A friend of mine and I are trying to get a group together or find some people with which to game.  We're looking for a Greyhawk, Eberron, or Forgotten Realms.  We are both located in and around the Durham area and have a long experience with DnD.  If anyone knows of any campaigns ongoing in the area, please let me know.  Thanks in advance!


----------



## der_kluge (Mar 12, 2005)

Are you aware of the NC game day?  Check in general for the thread regarding the NC game day.  I'm not personally from the Raleigh area, but most of the people posting in that thread are.  Also, if you're not aware of it, you should consider coming to the game day on April 28th.


----------



## SolidSnake (Mar 12, 2005)

die_kluge said:
			
		

> Are you aware of the NC game day?  Check in general for the thread regarding the NC game day.  I'm not personally from the Raleigh area, but most of the people posting in that thread are.  Also, if you're not aware of it, you should consider coming to the game day on April 28th.
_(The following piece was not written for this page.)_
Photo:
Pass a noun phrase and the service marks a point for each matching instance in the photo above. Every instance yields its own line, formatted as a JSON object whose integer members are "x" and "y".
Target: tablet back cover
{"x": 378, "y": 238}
Thanks die_kluge!  I'll see if I can find the thread.  You are probably right, that might be the best avenue to take in terms of finding people to play with.


----------



## GoblinGirl (Mar 13, 2005)

*Raleigh Game Store*

One way to find a campaign looking for players (or enough players to start a new campaign) is to visit your local game store!  Lost Goblin Games is opening in North Raleigh next Saturday, March 19th, and we're already starting to schedule game nights, demos, RPGA nights etc. We'll be open seven days a week and have a good amount of gaming space-- come by and check us out!


----------



## Belen (Mar 17, 2005)

SolidSnake said:
			
		

> Thanks die_kluge!  I'll see if I can find the thread.  You are probably right, that might be the best avenue to take in terms of finding people to play with.




There is a link to the yahoo group associated with the gameday in my sig. You can find the main site from there.


----------



## nerf_ninja (Apr 8, 2005)

My group is in need of one or two players in Durham. We play 3.5 most of the time, rotating DMs and games every few months. It's a bi-weekly weekend game. If you're still looking, please contact me at my game address below.

Bryan

nerf_ninja at yahoo dot com


----------



## Belen (Apr 8, 2005)

We will be having our monthly DM's Dinner at All Fun and Games this coming Sunday, April 10 at 6:30pm. And we can arrange a D&D meetup sometime down the road. How about we start discussing dates in May?

Also, All Fun and Games has an online messageboard for posting info about campaigns or for finding games: http://www.localendar.com/topics/do10hedron

If you want to come to the dinner this Sunday, then the address for the store is:

2062 Kildaire Farm Road
Cary, NC 27511
ph. (919) 233-7727


----------